Обычно я не «ведусь на слабо», но, приняв улыбку Андрея за флирт, согласилась на свидание. Надежды на экскурсию по клинике и обед в ближайшем кафе рухнули, когда Андрей встретил меня на пороге кабинета.

— Будешь моей медсестрой, — сказал он и протянул белый халат.

Я испугалась, что мне предлагают поучаствовать в сексуальной игре или, еще хуже, в операции на открытом сердце, но Андрей достал из картотеки несколько папок и сказал, что должен провести обход. Со вздохом облегчения я поплелась за ним, уверенная, что избежала нервных потрясений. Мы ходили из палаты в палату, Андрей осматривал пациентов, а я стояла в сторонке и наблюдала. Я видела обычных людей: пожилых и молодых, симпатичных и не очень. Андрей расспрашивал каждого о самочувствии, подбадривал шутками. Выходя из палаты, он объяснял, что молодая женщина, рассказывавшая, как утром ее навещал муж с годовалым сыночком, не проживет и двух месяцев без шунтирования, парень, похожий на моего брата, может умереть, так и не дождавшись донора.

В последнюю очередь мы зашли в палату к Оленьке. Она обрадовалась Андрею, хотела подняться с кровати ему навстречу, но трубки капельницы сковали ей ручки.

— Оленька, знакомься, это Маша, — подтолкнул меня Андрей.

— Привет, Маша, — еле слышным голосом сказала она, помахав зажатой в кулачке барби. — Ты любишь играть в куклы?

— Еще бы, — улыбнулась я и потянулась за лежащим на тумбочке кеном. — Можно?

Она кивнула. Куклы ожили, заговорив нашими голосами. Пока я развлекала девочку, Андрей проводил обследование. Отвлекшись на минуту от игры, я заметила, как сошлись брови на его переносице и опустились уголки рта.

— Оленька, — погладил девочку по голове Андрей, — плохие новости.
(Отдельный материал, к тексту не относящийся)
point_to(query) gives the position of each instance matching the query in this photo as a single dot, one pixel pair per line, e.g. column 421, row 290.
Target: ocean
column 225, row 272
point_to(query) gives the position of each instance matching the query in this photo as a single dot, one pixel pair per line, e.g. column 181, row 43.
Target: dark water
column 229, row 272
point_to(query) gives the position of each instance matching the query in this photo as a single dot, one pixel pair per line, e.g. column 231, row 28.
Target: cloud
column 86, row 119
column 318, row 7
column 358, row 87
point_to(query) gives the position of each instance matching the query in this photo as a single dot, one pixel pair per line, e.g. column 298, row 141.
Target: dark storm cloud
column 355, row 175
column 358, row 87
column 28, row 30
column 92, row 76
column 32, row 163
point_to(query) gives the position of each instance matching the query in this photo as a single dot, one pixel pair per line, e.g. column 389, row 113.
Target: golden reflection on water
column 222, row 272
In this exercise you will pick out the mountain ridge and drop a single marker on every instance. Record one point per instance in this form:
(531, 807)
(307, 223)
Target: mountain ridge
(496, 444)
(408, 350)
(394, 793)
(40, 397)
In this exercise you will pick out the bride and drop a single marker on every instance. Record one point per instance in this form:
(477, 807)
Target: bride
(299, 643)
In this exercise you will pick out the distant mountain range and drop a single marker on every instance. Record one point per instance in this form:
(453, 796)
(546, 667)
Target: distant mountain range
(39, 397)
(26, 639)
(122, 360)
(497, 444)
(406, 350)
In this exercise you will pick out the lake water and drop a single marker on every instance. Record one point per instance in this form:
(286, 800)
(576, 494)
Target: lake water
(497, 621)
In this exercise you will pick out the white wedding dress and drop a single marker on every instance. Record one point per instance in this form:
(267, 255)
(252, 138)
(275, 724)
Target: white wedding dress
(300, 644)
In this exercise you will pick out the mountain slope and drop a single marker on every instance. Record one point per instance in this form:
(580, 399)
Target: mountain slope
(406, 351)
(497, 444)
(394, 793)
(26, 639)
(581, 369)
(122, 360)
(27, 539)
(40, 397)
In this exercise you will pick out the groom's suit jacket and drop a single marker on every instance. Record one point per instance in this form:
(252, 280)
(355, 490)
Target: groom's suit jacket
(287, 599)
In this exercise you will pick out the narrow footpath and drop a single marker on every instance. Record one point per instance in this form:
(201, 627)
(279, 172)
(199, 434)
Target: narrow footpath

— Опять?! — ее глаза округлились и заблестели.

— Да, придется еще разок.

— Не хочу операцию, — замотала она головой. — Не буду!

Оленькино лицо побледнело, на губах проступила синева. Я положила руку ей на плечо, пытаясь успокоить. Сквозь тонкую футболку я почувствовала, как часто пульсирует венка на ее ключице. Оленьку затрясло, она открыла рот и принялась часто дышать. Андрей шагнул к капельнице и покрутил колесико. Девочка дрожала, из горла доносились свистящие звуки.

— Ты что, больше ничего не сделаешь? — посмотрела я на Андрея. — Помоги ей!

Вместо ответа он развел руками. Я прижала Оленьку к груди и принялась поглаживать по спинке. Так мама успокаивала нас с братом после кошмарных снов. Постепенно свистящие звуки стали доноситься реже, а потом и вовсе затихли. Оленька снова начала дышать носом, ее перестала бить дрожь. Выйдя из палаты, я впервые села на коричневый диванчик и расплакалась. Андрей присел рядом.